A paper on a book you didn’t read

An examination of the themes of Jane Austen’s ‘Pride and Prejudice’

By BROTI GUPTA ’16

Staff Columnist

Throughout Jane Austen’s “Pride and Prejudice,” she explores how different the concepts of “pride” and “prejudice” are, “pride” being one concept and “prejudice” being another. This novel follows the lives of the Bennet family which includes their five unmarried daughters who end up for the most part getting married. In this paper, I will investigate the themes of “pride” and of “prejudice.”

 “Pride” is another important theme of the book. Not only is it one of three words in the title (another of which is “and,” which does not seem as important, so it is basically one of two words, which is half of the title), it is also the first word of the title. From the beginning of the title, Austen makes it known that this book will be about “Pride.” In the society Austen writes about, women are expected to be very proud in order to marry. Similarly, men are also expected to be very proud because they must be in good standing to marry a proud woman. Darcy, famous for his reputation of “playing hard to get,” (author’s note) is a very proud man and tells Elizabeth “that…[they]” (pg. 78) should marry, thereby upholding his pride by “making the first move” (author’s note).

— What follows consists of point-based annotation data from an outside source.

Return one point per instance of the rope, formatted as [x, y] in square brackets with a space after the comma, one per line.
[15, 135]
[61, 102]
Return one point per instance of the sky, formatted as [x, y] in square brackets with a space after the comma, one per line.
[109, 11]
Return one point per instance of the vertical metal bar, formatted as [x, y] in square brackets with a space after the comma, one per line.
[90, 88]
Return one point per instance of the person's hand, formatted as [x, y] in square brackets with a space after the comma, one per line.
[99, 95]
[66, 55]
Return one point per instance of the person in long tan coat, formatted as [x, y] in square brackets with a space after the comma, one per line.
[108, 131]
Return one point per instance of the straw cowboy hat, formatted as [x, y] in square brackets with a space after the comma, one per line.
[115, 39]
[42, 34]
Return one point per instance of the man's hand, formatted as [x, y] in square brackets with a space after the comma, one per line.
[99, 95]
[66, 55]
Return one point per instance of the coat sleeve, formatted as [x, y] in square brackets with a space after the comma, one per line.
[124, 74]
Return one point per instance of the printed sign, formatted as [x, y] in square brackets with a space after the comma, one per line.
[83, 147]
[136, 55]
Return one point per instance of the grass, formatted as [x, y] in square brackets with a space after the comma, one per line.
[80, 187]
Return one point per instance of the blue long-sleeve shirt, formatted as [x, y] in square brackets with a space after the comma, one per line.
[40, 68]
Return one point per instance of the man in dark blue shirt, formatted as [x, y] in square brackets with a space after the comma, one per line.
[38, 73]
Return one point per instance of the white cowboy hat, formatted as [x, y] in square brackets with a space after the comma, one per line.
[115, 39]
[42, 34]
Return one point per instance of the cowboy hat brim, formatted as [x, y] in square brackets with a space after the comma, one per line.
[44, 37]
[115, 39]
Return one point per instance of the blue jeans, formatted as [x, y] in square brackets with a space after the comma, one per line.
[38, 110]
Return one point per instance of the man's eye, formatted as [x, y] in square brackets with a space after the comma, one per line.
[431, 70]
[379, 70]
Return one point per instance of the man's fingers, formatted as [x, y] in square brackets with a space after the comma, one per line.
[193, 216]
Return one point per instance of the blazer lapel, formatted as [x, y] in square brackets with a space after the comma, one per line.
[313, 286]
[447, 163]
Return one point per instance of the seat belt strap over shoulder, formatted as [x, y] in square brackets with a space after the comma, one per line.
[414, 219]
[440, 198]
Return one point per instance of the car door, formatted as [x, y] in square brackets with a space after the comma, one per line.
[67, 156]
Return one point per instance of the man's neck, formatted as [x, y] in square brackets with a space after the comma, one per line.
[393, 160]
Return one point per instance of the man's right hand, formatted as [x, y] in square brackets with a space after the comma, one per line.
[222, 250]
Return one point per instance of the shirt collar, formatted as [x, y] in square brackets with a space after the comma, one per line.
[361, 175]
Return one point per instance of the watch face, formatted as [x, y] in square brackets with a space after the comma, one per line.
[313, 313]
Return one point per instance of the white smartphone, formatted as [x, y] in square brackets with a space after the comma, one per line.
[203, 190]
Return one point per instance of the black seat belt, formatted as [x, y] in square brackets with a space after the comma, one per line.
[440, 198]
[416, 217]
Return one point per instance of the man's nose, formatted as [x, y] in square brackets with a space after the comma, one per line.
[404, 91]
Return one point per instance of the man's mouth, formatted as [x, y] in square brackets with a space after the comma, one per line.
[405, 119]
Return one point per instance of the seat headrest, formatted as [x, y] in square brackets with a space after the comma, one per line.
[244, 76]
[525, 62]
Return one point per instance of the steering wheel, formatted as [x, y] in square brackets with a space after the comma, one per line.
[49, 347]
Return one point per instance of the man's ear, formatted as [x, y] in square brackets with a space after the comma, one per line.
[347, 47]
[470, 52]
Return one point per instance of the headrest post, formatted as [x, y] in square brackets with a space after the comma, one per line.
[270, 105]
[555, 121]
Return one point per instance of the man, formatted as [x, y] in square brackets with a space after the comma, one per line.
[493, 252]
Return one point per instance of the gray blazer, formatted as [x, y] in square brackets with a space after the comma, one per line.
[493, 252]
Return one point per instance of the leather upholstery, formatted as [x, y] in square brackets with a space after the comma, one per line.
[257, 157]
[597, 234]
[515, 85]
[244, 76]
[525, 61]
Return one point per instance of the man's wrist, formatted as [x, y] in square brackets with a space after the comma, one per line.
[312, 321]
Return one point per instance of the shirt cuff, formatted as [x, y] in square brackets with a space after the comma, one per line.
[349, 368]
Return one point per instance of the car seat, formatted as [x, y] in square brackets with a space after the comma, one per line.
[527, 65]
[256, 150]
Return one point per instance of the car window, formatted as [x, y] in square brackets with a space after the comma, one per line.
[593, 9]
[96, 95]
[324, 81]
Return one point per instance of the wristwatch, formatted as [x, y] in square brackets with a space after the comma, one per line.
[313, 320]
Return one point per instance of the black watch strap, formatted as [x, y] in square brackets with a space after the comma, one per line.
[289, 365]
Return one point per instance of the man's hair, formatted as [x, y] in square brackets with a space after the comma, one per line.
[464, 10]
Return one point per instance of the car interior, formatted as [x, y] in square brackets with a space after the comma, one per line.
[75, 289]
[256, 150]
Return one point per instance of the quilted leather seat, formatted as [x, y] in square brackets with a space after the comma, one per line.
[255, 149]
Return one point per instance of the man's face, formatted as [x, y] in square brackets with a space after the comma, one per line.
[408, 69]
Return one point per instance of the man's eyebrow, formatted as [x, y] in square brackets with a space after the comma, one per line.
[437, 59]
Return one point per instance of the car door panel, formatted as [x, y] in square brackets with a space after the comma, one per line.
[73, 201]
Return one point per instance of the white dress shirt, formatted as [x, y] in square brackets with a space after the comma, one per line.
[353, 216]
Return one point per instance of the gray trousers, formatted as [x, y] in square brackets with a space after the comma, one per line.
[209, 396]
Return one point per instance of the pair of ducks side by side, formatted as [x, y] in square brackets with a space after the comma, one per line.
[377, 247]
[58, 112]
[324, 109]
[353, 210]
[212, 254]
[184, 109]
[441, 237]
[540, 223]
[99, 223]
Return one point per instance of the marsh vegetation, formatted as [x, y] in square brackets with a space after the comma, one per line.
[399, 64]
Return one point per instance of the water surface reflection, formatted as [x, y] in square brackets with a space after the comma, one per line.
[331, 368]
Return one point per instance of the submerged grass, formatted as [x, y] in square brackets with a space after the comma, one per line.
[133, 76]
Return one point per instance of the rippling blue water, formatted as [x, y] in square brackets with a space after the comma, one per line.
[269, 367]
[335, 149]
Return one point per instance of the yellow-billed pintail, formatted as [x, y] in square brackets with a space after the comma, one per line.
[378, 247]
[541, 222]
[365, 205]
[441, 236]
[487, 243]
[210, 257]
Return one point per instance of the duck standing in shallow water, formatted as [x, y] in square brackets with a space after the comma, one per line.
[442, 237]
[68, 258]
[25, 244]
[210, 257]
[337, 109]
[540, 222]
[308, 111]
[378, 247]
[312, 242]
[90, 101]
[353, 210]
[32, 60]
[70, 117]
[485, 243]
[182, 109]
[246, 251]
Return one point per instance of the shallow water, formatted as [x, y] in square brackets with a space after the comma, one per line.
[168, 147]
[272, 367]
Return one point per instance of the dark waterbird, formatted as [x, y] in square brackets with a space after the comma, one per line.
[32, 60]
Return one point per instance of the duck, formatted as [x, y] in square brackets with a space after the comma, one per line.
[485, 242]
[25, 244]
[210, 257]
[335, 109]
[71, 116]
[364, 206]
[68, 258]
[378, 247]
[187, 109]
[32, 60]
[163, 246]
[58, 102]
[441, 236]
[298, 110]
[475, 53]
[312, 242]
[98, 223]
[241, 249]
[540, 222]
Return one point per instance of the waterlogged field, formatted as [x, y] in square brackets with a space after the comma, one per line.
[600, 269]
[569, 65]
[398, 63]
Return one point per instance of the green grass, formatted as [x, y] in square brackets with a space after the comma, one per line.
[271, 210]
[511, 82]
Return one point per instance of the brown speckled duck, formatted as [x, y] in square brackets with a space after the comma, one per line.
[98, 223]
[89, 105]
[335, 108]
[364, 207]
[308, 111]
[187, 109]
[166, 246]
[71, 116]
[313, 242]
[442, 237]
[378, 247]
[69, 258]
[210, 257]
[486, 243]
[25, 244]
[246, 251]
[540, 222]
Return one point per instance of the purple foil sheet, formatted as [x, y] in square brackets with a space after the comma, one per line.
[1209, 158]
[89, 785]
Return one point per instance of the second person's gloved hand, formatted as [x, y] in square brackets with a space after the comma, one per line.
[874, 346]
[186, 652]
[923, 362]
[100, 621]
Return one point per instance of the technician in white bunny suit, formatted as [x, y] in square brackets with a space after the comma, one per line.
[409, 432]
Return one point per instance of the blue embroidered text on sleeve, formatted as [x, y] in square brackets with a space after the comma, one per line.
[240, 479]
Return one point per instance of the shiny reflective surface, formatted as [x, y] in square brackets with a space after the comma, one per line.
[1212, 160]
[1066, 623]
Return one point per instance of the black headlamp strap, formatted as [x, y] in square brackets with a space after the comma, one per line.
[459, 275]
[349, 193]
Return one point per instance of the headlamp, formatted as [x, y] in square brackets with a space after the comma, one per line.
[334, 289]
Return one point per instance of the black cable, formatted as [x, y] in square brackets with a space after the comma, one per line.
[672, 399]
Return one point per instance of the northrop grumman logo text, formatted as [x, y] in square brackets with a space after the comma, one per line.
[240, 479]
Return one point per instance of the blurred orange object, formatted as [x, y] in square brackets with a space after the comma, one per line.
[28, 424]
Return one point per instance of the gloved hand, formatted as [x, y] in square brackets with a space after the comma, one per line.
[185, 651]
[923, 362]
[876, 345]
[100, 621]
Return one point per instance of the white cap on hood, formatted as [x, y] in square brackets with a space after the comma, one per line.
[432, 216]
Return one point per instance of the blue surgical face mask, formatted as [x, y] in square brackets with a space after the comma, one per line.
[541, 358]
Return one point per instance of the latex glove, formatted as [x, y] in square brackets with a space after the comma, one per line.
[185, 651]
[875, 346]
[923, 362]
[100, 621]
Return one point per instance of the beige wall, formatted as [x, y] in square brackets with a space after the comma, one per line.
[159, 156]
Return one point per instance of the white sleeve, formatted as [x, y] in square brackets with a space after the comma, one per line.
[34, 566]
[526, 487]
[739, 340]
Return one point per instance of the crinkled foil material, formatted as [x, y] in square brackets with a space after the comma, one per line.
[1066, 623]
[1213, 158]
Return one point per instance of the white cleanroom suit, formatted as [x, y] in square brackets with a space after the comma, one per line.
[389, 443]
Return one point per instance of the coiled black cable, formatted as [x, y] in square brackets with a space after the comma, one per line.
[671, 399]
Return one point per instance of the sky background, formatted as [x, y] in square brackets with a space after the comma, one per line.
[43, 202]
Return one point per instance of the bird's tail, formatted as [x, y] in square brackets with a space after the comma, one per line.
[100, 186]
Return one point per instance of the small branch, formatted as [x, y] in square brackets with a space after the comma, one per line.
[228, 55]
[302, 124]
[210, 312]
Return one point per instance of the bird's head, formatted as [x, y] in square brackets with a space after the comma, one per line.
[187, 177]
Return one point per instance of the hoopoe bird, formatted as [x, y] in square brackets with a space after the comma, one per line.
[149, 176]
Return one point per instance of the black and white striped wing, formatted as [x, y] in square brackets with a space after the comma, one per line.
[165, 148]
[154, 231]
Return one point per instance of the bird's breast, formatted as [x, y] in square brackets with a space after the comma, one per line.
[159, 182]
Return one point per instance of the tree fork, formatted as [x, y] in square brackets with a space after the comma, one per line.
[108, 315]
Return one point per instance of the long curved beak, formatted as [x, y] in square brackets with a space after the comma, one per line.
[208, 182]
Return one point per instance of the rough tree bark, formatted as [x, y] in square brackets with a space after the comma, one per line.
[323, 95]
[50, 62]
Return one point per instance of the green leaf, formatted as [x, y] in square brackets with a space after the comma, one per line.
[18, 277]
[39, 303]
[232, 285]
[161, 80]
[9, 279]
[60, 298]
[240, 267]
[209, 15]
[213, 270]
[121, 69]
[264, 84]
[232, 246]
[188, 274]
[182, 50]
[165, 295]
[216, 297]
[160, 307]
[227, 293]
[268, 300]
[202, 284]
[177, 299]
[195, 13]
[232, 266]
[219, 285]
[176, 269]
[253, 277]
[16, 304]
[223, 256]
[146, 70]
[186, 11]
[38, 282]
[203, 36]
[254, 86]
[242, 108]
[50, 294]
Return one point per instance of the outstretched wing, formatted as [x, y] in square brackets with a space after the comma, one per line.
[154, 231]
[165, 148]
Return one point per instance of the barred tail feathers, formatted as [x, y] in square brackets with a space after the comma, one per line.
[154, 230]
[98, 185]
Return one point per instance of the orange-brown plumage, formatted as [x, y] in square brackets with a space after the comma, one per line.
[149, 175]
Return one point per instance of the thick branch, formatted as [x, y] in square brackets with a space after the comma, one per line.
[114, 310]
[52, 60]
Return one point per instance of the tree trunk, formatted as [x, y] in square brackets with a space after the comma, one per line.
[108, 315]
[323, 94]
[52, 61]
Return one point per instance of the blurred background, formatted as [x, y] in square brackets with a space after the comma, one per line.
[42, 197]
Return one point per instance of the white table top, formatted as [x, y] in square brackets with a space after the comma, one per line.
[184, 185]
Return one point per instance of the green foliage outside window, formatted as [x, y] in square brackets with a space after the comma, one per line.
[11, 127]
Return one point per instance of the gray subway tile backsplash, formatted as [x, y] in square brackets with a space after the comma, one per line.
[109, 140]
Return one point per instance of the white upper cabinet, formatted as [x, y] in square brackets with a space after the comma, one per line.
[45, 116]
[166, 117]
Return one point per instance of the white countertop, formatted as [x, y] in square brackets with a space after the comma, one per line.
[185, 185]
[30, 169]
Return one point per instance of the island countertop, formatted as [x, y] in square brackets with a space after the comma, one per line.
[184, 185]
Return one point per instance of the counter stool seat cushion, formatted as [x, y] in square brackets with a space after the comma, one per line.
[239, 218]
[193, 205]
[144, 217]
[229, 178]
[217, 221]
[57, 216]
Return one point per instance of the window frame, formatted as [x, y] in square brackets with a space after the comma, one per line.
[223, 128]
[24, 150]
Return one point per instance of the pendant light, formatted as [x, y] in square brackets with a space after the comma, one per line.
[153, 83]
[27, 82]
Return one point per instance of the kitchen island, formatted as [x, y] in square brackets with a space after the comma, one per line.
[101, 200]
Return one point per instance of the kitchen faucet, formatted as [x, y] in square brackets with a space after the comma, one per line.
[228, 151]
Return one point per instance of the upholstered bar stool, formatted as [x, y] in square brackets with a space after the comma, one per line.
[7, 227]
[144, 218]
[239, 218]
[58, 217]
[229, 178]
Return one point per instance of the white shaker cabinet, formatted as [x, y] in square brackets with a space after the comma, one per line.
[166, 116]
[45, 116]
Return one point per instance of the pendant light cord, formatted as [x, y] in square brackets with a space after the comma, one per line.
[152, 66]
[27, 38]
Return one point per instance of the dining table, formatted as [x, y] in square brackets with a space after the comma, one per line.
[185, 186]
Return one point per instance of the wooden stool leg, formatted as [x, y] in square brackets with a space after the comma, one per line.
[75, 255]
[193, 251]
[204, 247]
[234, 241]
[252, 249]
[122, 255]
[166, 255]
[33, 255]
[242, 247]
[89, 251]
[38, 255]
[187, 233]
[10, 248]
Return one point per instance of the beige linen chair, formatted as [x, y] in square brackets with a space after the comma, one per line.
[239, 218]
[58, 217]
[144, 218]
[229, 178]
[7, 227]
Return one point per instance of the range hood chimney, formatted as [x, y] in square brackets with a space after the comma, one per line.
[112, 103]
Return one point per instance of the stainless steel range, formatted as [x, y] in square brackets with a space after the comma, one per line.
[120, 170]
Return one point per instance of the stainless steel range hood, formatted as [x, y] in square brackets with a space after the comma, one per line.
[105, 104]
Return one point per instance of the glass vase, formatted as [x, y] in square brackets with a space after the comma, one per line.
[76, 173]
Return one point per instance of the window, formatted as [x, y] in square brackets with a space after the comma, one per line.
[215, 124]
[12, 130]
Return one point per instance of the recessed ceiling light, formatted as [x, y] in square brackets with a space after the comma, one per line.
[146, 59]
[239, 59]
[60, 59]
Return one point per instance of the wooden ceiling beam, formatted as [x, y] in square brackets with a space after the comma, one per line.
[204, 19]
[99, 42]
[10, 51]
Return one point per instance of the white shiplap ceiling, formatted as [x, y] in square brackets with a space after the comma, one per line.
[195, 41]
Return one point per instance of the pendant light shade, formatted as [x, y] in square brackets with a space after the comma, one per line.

 Another, almost equally important theme of the novel is the theme of “prejudice.” Like “pride,” it is in the title of the novel. Austen explores this theme by presenting us with characters that judge others based on their circumstances. For example, a character might judge another character based on wealth. The wealthier character would have pride and the less wealthy character, less pride. Darcy, initially, is painted as a character who is prejudiced against Elizabeth for part of the book when he thinks he is better than her, but he becomes less prejudiced when he falls in love with her and thinks she’s good enough for him.

 Jane Austen is an author known for her subtle work with characters, settings, and storylines. In fact, she extended this talent to write many other books during her time as an author. “Pride and Prejudice” is a book to be read because of its themes, its plot and its happy ending.